FOMO—Fear Of Missing Out—is still alive and kicking in the hearts of partygoers. FOMO was kind of okay in the old normal. There was no deadly virus hopping from one host to another then. For FOMO to still be their norm now, will the parties continue once they’re inside a City Isolation Unit or a Temporary Treatment Monitoring Facility. Or—gasp!—confined in a hospital.

We can only hope that those who partied and are now Covid-positive have learned their lesson. But what if they’ve not. What would it take for them to finally realize the importance of physical distancing.

People who have recovered from Covid may become positive again in the future, their infection morphing into a neverending story. Still, this fact has not stopped people from partying.

It has been seven months of staying home, working from home, Zoom, video chats, and people not understanding why some people are staying home.

I’ve been staying home since mid-March and sometimes it feels like I’m being forced to be guilty of staying home and not entertaining guests. Whew.

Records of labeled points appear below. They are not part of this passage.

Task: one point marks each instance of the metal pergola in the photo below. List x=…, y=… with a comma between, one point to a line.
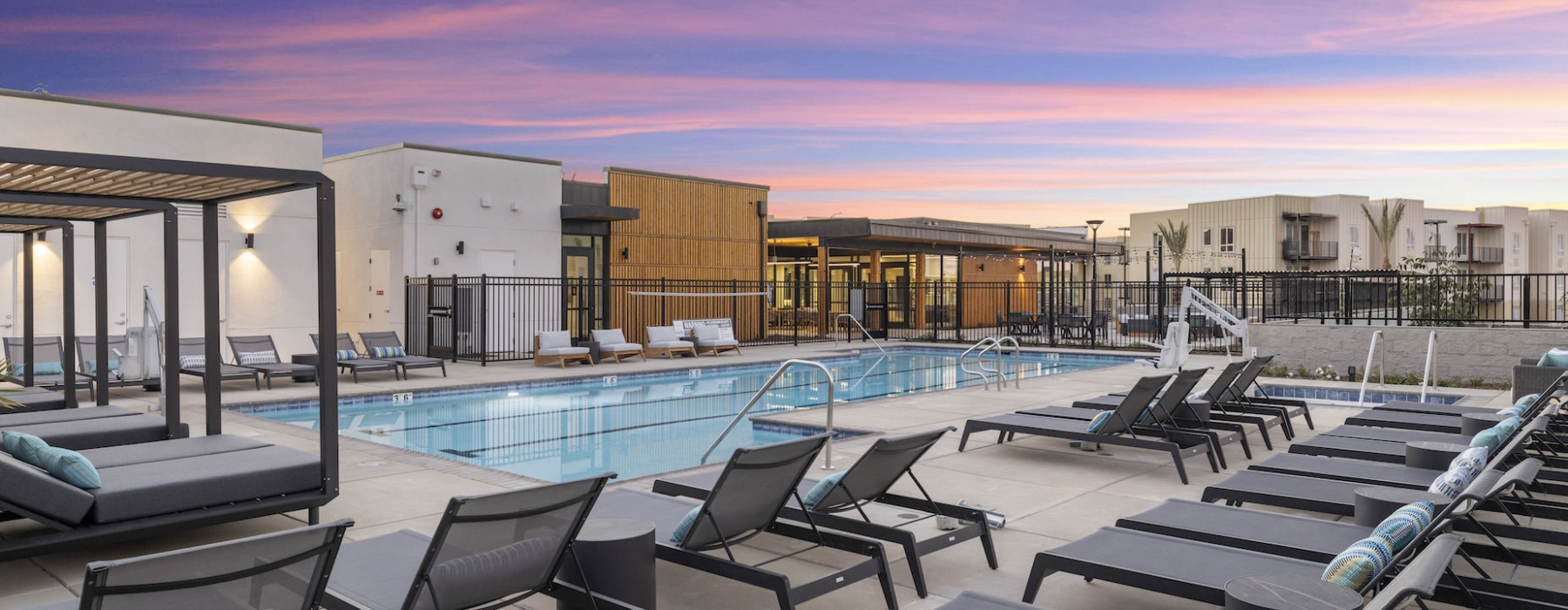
x=43, y=190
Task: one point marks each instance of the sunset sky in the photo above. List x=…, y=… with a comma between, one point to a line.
x=1026, y=112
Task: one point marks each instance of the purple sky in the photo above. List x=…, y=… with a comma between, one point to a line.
x=1013, y=110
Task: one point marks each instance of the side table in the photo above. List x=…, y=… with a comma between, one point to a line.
x=618, y=557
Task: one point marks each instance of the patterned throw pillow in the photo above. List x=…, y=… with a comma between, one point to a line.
x=1356, y=565
x=822, y=488
x=268, y=356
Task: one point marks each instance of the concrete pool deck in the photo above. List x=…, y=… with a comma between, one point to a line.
x=1050, y=492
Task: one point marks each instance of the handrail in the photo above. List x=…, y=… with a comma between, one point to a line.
x=1018, y=361
x=862, y=331
x=1427, y=370
x=983, y=370
x=762, y=390
x=1366, y=374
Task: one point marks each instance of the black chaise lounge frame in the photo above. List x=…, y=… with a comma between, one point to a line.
x=52, y=188
x=869, y=482
x=1117, y=431
x=745, y=502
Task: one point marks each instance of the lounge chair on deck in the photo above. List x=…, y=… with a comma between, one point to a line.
x=193, y=361
x=612, y=342
x=151, y=488
x=1105, y=430
x=745, y=502
x=282, y=570
x=864, y=484
x=384, y=345
x=488, y=551
x=47, y=372
x=1160, y=416
x=348, y=358
x=260, y=355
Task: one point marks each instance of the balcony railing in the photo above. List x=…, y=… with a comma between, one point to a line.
x=1481, y=254
x=1293, y=250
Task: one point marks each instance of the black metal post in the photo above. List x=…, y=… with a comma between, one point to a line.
x=212, y=383
x=101, y=306
x=68, y=328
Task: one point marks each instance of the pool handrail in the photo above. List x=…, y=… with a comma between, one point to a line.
x=862, y=331
x=1366, y=374
x=827, y=449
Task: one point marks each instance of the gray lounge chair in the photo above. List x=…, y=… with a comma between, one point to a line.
x=282, y=570
x=1119, y=430
x=747, y=502
x=193, y=361
x=358, y=363
x=488, y=551
x=869, y=482
x=49, y=355
x=259, y=353
x=388, y=341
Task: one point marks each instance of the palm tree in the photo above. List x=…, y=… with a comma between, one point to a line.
x=1385, y=227
x=1175, y=241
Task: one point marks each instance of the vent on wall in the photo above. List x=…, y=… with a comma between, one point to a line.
x=195, y=211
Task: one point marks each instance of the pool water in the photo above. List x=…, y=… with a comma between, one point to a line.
x=639, y=424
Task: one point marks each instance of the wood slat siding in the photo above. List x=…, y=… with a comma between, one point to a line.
x=689, y=229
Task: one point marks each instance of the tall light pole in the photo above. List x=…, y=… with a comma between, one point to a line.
x=1093, y=266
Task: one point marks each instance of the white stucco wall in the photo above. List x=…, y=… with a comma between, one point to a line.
x=267, y=290
x=524, y=219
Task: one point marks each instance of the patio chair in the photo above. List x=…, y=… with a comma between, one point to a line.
x=259, y=353
x=348, y=358
x=612, y=342
x=745, y=502
x=666, y=341
x=47, y=372
x=488, y=551
x=281, y=570
x=1112, y=429
x=864, y=484
x=386, y=347
x=715, y=339
x=193, y=361
x=552, y=347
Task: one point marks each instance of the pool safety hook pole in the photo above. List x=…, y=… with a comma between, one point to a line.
x=764, y=390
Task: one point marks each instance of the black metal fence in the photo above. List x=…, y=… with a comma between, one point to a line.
x=494, y=319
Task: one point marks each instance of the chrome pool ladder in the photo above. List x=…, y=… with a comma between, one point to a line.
x=827, y=449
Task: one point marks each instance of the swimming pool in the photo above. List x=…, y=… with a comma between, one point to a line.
x=639, y=424
x=1338, y=396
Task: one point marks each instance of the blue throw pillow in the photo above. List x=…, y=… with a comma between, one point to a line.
x=1099, y=421
x=686, y=525
x=822, y=488
x=24, y=445
x=71, y=468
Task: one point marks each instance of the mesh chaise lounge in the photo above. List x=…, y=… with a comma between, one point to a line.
x=193, y=361
x=745, y=502
x=386, y=347
x=348, y=358
x=1115, y=429
x=488, y=551
x=259, y=353
x=281, y=570
x=864, y=484
x=47, y=372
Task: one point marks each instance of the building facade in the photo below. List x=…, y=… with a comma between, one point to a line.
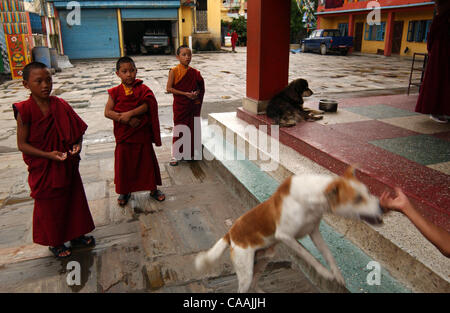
x=388, y=27
x=107, y=29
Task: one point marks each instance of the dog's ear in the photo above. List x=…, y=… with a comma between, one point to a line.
x=338, y=191
x=350, y=172
x=332, y=193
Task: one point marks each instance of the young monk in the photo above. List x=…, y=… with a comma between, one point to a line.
x=49, y=134
x=188, y=88
x=134, y=110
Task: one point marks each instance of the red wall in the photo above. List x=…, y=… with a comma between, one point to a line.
x=268, y=29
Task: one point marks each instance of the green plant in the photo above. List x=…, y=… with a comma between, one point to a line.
x=240, y=26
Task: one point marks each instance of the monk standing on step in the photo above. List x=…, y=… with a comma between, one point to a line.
x=49, y=134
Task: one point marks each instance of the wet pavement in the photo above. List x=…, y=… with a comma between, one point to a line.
x=146, y=246
x=150, y=246
x=84, y=86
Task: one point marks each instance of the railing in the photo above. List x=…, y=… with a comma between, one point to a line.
x=201, y=21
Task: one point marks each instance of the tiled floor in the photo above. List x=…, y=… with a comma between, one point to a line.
x=392, y=145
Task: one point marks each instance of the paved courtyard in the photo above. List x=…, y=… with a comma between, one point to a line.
x=84, y=86
x=149, y=246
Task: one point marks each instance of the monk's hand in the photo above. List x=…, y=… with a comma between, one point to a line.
x=76, y=148
x=125, y=118
x=191, y=95
x=134, y=122
x=57, y=156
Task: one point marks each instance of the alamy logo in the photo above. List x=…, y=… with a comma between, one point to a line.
x=74, y=275
x=374, y=277
x=74, y=16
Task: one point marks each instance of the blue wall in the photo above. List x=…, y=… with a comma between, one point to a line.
x=166, y=14
x=96, y=37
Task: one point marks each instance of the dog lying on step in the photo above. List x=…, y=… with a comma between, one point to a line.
x=286, y=107
x=292, y=212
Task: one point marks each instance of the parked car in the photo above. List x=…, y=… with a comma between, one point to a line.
x=155, y=40
x=324, y=40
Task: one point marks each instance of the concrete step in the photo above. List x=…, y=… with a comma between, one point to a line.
x=408, y=261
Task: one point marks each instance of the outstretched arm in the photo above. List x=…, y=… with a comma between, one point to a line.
x=435, y=234
x=22, y=134
x=170, y=89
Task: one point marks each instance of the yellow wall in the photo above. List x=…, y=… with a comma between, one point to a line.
x=187, y=27
x=372, y=46
x=333, y=22
x=413, y=46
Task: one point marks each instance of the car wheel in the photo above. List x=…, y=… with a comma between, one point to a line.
x=303, y=47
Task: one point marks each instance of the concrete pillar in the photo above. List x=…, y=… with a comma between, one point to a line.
x=351, y=28
x=389, y=35
x=268, y=31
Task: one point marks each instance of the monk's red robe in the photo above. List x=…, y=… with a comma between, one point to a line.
x=136, y=167
x=434, y=96
x=185, y=110
x=61, y=212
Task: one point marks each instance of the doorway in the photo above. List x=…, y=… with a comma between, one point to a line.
x=397, y=37
x=359, y=28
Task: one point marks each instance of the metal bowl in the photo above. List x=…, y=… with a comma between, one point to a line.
x=328, y=105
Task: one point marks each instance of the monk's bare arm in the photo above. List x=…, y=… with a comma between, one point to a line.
x=143, y=108
x=174, y=91
x=109, y=110
x=22, y=134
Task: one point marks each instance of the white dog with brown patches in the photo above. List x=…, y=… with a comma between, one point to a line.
x=292, y=212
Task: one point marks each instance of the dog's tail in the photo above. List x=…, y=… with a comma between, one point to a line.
x=205, y=259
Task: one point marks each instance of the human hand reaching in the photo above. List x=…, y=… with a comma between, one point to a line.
x=57, y=156
x=76, y=148
x=125, y=117
x=134, y=122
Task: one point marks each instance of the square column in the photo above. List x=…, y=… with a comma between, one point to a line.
x=268, y=31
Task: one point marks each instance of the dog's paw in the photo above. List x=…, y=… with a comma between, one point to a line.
x=338, y=277
x=326, y=274
x=259, y=290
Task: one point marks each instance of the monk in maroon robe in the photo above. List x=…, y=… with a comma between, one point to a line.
x=188, y=89
x=49, y=133
x=133, y=108
x=434, y=96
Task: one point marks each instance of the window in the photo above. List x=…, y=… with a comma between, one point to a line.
x=375, y=32
x=418, y=31
x=343, y=29
x=330, y=33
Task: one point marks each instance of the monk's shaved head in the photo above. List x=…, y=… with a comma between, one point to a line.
x=123, y=60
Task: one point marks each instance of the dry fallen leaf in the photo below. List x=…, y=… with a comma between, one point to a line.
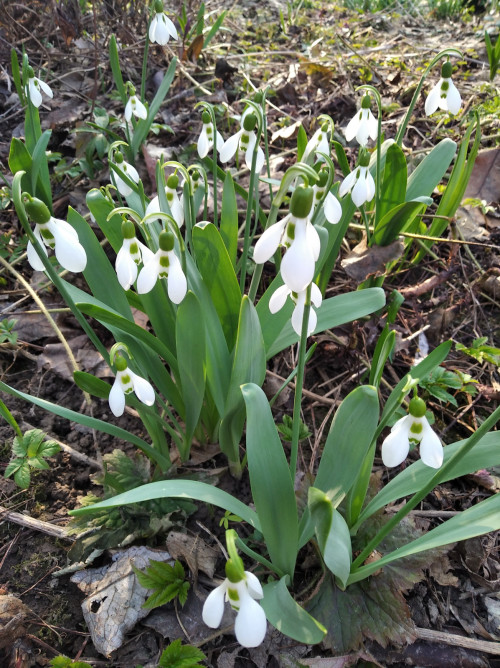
x=114, y=604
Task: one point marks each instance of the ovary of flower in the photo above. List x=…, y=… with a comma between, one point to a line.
x=35, y=88
x=413, y=427
x=363, y=125
x=280, y=296
x=244, y=140
x=63, y=239
x=135, y=107
x=161, y=27
x=126, y=382
x=250, y=625
x=130, y=256
x=206, y=138
x=360, y=184
x=317, y=144
x=163, y=264
x=123, y=188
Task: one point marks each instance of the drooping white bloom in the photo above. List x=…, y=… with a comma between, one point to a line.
x=360, y=184
x=250, y=625
x=123, y=188
x=161, y=27
x=163, y=264
x=126, y=382
x=318, y=143
x=206, y=138
x=413, y=427
x=331, y=206
x=299, y=237
x=173, y=199
x=280, y=296
x=35, y=87
x=363, y=125
x=135, y=107
x=445, y=94
x=130, y=256
x=244, y=140
x=57, y=235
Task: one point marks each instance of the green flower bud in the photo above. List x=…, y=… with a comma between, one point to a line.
x=249, y=122
x=173, y=181
x=301, y=203
x=128, y=229
x=120, y=363
x=417, y=407
x=36, y=210
x=446, y=70
x=166, y=241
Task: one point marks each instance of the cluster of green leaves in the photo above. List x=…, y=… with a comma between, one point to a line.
x=166, y=581
x=481, y=351
x=441, y=380
x=30, y=451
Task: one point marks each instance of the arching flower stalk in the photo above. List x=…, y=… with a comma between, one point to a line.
x=55, y=234
x=126, y=382
x=244, y=140
x=35, y=87
x=206, y=138
x=163, y=264
x=359, y=182
x=130, y=255
x=161, y=28
x=299, y=237
x=280, y=296
x=363, y=125
x=123, y=188
x=445, y=94
x=413, y=428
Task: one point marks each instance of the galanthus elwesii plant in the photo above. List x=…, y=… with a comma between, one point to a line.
x=199, y=367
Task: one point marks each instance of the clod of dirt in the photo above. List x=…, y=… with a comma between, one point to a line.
x=114, y=604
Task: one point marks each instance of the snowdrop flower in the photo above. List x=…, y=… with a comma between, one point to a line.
x=126, y=382
x=206, y=138
x=161, y=27
x=55, y=234
x=359, y=182
x=163, y=264
x=413, y=427
x=123, y=188
x=299, y=237
x=280, y=296
x=244, y=140
x=130, y=255
x=318, y=143
x=331, y=205
x=445, y=94
x=135, y=107
x=173, y=199
x=35, y=87
x=363, y=125
x=241, y=590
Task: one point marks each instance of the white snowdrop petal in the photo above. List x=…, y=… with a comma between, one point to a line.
x=213, y=608
x=251, y=625
x=431, y=448
x=116, y=398
x=278, y=299
x=229, y=147
x=395, y=448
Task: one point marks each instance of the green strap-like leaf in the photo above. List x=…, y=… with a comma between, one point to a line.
x=272, y=486
x=178, y=489
x=288, y=616
x=480, y=519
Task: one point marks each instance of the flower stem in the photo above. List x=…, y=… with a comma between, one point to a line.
x=299, y=383
x=440, y=475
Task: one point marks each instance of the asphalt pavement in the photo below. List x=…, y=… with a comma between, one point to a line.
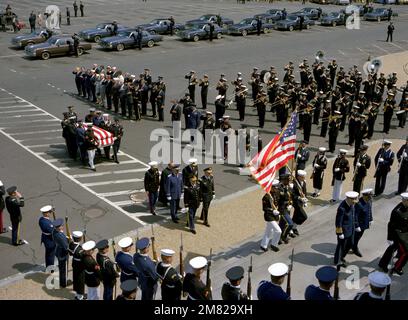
x=34, y=93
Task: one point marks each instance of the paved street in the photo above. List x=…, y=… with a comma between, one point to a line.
x=34, y=93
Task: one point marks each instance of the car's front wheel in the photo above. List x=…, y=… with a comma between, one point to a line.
x=45, y=55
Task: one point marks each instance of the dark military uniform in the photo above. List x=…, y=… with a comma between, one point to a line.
x=171, y=284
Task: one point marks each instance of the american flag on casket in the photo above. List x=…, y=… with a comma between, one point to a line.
x=105, y=138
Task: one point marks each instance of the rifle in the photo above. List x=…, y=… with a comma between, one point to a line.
x=208, y=282
x=154, y=246
x=336, y=284
x=288, y=287
x=249, y=284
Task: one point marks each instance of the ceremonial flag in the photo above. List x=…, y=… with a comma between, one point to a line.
x=275, y=155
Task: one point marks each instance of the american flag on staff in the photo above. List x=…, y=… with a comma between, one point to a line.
x=275, y=155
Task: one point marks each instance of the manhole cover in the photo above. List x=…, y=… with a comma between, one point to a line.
x=94, y=213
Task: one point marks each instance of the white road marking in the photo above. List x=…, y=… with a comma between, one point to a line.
x=68, y=176
x=103, y=183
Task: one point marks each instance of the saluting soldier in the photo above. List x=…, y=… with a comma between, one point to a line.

I’m still in spring-cleaning mode, throwing away the non-essentials, keeping the essentials. The meme that truly describes me now is this:

“I needed to do the laundry. But then I realized I was out of detergent, so I went to write a shopping list and realized how unorganized the junk drawer was, and started checking pens for ink. When I went to toss all the junk, I saw that the trash was full but before I took it out I wanted to get rid of old food in the fridge. That’s when I realized a juice jug had leaked so I needed to clean it up but when I went to grab a rag, I saw that the pantry closet was a nightmare so I started organizing it. And that’s how I ended up on the floor looking at my old photo albums from 1990s and not doing laundry.”

So, on Saturday morning, there I was choosing the next book to read among the unread books inside the cabinet, when I noticed that the top shelf now had a heavier load than that of the lower shelves. This observation progressed to me rearranging the books and the few piggies in there, until I was assured that the bottom shelf was filled with the most number of books.

I’ve spent more time in spring cleaning than in reading and writing. Even Oil Painting (the video game, not the art) has taken a back seat as I now tend to check out Facebook in lieu of “painting” after dinner.

I don’t watch Netflix and TV, my baking days are so over (part of history—decades ago, teenage years), and the green mind failed to hypnotize the thumb to be green, too, thus paving the way for spring cleaning to be my stay-home strategy.

Question: Five years from now, will this piece of paper still matter to me? If the answer is no, throw it away.

Question: Five years from now, will I still remember why I’ve been keeping this? If the answer is no, throw it away.

Question: Five years from now, will I look back to this and laugh? If the answer is yes, throw it away.

As I wrote in previous columns, spring cleaning evokes mixed emotions—good, bad, happy, sad, laughter, tears. No wonder at the end of the day, all I can do is “paint.” And morph into a backseat audience while trying to guess the actors behind the voices I could hear from the Netflix shows that my sis is watching. And most of my guesses have been correct! Yay!